JUAN CARLOS GIRAUTA-ABC

  • Los Seisdedos morirían por su inconsciente ética kantiana, pero Azaña cayó por aplastarla

Hubo una España desvalida y ágrafa que tomó la República como ajuste de cuentas. Y otra culta que también. En las aldeas la llamaban La Repartidora. A través de las lentes del estudioso intemporal, bajo su lamparita verde de biblioteca, el mote era timbre de orgullo para el régimen, demostraba que las clases más populares habían entendido en esencia la redistribución de la riqueza. Encierra a doscientos especialistas en Derecho Tributario con otros doscientos economistas para que hagan las cuentas y es posible que a los tres días de animada discusión todavía no se hayan planteado el porqué de lo suyo. ¿Redistribución por qué?

De ahí el júbilo que sentimos cuando pensamos en aquel puro pueblo, en su más sana y llana expresión, aleccionando a los expertos: redistribución porque es lo justo, ved mi estado. Y nos ponemos tan contentos que si formáramos un corro nos elevaríamos por los aires como en aquel cuentecillo de Kafka.
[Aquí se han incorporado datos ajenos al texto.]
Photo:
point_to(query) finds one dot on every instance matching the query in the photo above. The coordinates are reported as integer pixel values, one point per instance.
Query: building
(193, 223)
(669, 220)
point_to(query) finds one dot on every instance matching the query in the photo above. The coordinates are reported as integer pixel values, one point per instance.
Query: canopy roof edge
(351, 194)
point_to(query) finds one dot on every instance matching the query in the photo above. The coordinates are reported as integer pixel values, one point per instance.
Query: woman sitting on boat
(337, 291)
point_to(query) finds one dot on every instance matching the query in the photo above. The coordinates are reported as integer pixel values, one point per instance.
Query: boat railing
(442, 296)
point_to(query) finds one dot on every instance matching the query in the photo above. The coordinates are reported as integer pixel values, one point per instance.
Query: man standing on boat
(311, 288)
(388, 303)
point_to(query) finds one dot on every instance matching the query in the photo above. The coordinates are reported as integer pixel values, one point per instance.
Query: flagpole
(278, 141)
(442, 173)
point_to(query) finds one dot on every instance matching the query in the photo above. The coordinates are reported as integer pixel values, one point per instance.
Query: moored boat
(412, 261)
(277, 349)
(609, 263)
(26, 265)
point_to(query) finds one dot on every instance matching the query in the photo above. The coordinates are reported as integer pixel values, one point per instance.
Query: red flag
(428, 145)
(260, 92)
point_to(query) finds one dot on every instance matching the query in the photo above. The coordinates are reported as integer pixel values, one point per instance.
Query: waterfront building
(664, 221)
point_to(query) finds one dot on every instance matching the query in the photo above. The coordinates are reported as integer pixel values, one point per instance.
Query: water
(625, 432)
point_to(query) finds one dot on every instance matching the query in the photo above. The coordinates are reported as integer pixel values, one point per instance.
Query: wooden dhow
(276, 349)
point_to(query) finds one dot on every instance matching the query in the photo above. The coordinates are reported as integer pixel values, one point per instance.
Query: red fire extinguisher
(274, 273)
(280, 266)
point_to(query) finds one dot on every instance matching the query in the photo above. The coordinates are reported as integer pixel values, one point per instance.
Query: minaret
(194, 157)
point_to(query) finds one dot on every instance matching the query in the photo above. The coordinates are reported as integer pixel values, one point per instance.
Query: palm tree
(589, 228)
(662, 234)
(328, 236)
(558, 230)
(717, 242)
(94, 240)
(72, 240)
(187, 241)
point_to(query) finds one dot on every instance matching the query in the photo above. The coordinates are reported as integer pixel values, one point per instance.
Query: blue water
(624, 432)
He ahí la justicia inmanente de Azaña –dijo un aguafiestas en el Consejo de Ministros, mayo del 31, mientras ardían las iglesias de Madrid. He ahí el imperativo categórico de los Seisdedos de Casas Viejas, me digo yo sumergido en la realidad virtual mientras veo llamear la choza. Los Seisdedos morirían por su inconsciente ética kantiana, pero Azaña cayó por aplastarla, dependiendo en el futuro su carrera de la generosidad de su amigo Prieto: Hazme un hueco en la lista, Inda. Que yo me aprieto, Prieto.
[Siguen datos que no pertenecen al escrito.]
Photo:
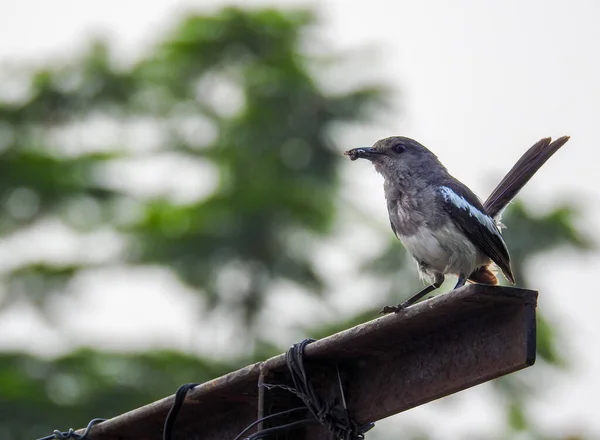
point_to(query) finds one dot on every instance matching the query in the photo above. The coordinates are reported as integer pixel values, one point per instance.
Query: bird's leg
(439, 279)
(461, 281)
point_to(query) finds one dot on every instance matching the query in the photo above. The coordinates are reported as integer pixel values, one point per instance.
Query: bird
(446, 228)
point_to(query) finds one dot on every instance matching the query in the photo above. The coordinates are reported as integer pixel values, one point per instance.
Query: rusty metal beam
(393, 363)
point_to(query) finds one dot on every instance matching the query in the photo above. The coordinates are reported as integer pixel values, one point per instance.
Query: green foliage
(232, 95)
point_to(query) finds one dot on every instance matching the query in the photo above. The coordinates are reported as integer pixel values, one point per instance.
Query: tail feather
(521, 173)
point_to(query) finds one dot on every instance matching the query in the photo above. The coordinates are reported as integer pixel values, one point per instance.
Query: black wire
(322, 412)
(276, 429)
(172, 415)
(271, 416)
(71, 432)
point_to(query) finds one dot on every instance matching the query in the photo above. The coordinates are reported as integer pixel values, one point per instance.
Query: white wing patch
(458, 201)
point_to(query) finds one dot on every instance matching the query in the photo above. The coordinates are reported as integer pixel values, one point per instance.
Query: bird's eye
(398, 148)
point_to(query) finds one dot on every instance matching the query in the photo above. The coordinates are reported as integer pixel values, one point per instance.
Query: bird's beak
(361, 153)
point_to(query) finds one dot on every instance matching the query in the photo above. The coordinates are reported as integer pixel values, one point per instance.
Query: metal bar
(393, 363)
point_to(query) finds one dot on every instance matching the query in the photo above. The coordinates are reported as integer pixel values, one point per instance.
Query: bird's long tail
(520, 174)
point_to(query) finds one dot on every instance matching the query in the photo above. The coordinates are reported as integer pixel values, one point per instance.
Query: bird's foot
(390, 309)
El problema con La Repartidora es que nuestro estudioso ha interpretado lo que ya traía en la cabeza, no lo que una España sin nada que perder realmente cogitaba: un desquite formidable, una corrección del destino que si a algo no atendería es, precisamente, a justicias inmanentes o imperativos categóricos. Qué cojones. Fue soltar a las bestias, o a una bestia múltiple con solo un par de ojos inyectados en sangre. Y esa sola bestia multiplicada no veía en La Repartidora una Agencia Tributaria a lo Montoro o a lo Montero. Veía la ocasión de vengar atávicos agravios familiares, lides por las lindes, un abuelo que miró mal a otro abuelo, enconamientos cuyo origen se había extraviado en el pozo de los siglos. Generalmente envidia, ese motor de la historia que Marx llamó lucha de clases.

«Ya vendrá La Repartidora quería decir: cuando menos te lo esperes entrarán en tu casa porque yo les habré advertido sobre ti. Quizá cargue un poco las tintas, pero esto hay que arreglarlo de una vez por todas, y para eso debes desaparecer. A paseo» –que diría Alberti, habría añadido el delator de falsedades, o de medias verdades, si hubiera leído ‘Marinero en tierra’ para saber de quién hablaba, y ‘El Mono Azul’, para enterarse de que ser un canalla era compatible con la alta inspiración: «Clavel de espuma y nácar de los mares / y arena de los puertos submarinos». Y las atrocidades del otro bando, ¿qué? Eso mismo os pregunto yo.